La storia di ieri ci è stata ricordata molto bene proprio ieri dall’iniziativa della rete Vajonts 23 per il sessantesimo anniversario della tragedia di Longarone.

Riguardo alla nostra insipienza verso il domani è sufficiente leggere le reazioni mainstream alle iniziative giovanili che denunciano il sostanziale immobilismo irresponsabile dei governi sul tema del cambiamento climatico.

Dell’oggi, ancora il 4 luglio Giuseppe Provenzano responsabile esteri del PD scriveva : “È urgente che l’ONU e la comunità internazionale, con l’Unione europea e gli USA in primis, si adoperino per far cessare le armi e riprendere il dialogo tra il Governo israeliano e l’Autorità palestinese e che facciano sentire forte e chiara la loro voce contro gli estremismi, per il rispetto dei diritti umani dei Palestinesi e le garanzie di sicurezza di Israele, a favore dell’applicazione delle risoluzioni dell’ONU”.
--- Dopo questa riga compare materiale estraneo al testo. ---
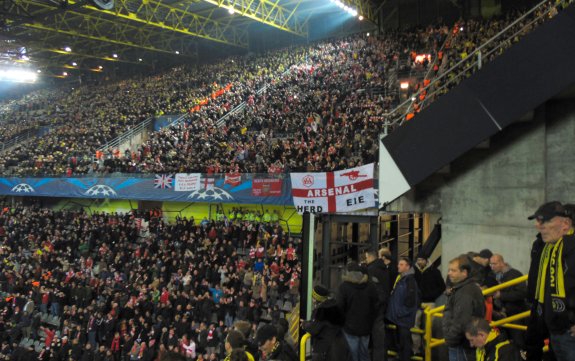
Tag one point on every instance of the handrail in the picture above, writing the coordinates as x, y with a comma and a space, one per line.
20, 138
397, 115
220, 122
504, 322
303, 346
127, 134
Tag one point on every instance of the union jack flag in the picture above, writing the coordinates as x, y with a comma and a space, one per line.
163, 181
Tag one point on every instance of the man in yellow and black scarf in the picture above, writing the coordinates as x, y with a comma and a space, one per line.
551, 287
489, 344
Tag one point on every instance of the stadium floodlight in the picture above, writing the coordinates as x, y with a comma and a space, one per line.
18, 75
104, 4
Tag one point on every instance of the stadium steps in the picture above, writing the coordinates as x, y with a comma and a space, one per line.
504, 91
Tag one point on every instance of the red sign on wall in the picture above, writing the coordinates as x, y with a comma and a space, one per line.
267, 187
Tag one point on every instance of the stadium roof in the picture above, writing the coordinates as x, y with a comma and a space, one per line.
56, 34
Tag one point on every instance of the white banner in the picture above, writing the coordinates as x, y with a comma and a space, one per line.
334, 192
187, 182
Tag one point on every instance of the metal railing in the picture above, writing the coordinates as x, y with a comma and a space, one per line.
469, 64
129, 134
12, 142
431, 342
222, 121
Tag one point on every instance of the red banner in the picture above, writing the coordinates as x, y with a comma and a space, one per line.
267, 187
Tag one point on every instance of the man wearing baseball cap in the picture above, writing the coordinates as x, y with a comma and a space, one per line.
552, 282
272, 348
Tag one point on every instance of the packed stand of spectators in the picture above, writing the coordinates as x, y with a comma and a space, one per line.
85, 119
321, 115
325, 114
458, 59
89, 287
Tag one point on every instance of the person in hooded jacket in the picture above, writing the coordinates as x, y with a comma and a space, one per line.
358, 300
403, 305
380, 276
327, 339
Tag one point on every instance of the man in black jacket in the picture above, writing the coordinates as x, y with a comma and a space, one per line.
358, 300
552, 275
464, 301
431, 285
327, 340
403, 305
380, 275
272, 348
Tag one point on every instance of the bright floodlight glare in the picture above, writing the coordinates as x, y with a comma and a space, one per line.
18, 75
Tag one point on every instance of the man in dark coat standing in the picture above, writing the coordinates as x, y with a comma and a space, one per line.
431, 285
464, 301
325, 328
489, 343
551, 288
403, 305
380, 276
358, 300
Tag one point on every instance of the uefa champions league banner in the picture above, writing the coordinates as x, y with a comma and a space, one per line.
334, 192
182, 187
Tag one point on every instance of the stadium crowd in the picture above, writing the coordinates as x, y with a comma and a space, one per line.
78, 286
322, 108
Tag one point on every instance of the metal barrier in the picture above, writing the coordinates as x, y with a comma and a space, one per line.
303, 346
431, 342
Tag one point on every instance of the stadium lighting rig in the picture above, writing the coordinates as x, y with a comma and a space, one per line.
348, 9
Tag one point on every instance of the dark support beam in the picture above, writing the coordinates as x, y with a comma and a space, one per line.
326, 251
394, 234
411, 237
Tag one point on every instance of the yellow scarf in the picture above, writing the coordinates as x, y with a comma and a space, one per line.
552, 262
396, 280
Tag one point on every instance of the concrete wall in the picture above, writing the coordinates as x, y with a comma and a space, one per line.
487, 195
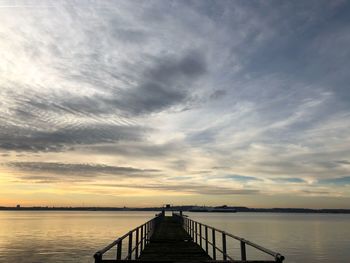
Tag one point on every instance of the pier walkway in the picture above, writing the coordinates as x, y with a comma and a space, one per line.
170, 242
177, 238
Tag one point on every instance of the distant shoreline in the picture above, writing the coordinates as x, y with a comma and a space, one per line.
178, 208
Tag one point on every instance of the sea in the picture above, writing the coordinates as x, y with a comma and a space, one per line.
74, 236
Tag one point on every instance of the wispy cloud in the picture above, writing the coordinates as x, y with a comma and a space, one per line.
187, 86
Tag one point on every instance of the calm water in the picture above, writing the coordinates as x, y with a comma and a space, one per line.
74, 236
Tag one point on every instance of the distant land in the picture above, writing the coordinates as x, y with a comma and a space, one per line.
176, 208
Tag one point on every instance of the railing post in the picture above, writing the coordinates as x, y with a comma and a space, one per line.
147, 232
137, 244
119, 250
141, 245
243, 251
224, 251
200, 234
98, 257
192, 230
206, 239
130, 246
214, 244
Mi auguro che accanto alla drastica condanna per la ripugnante azione di Hamas, la nostra azione diventi più incisiva nel portare avanti quanto dichiarato lo scorso 4 luglio.

È necessario soprattutto far cogliere come occuparsi di questi temi non sia secondario rispetto ai nostri problemi economici e sociali. E non per un motivo meramente ideologico o umanitario. Anche qui basta guardare indietro solo di un paio di anni per osservare come la deflagrazione del conflitto russo-ucraino abbia impattato sul nostro quotidiano attraverso l’aumento dei costi per ogni forma di energia e non solo.

Non possiamo fare come nell’immagine allegata. Muoverci, con la nostra valigia (agenda personale), verso l’ignoto sfiorando i drammi come se fossero racchiusi in un marmo.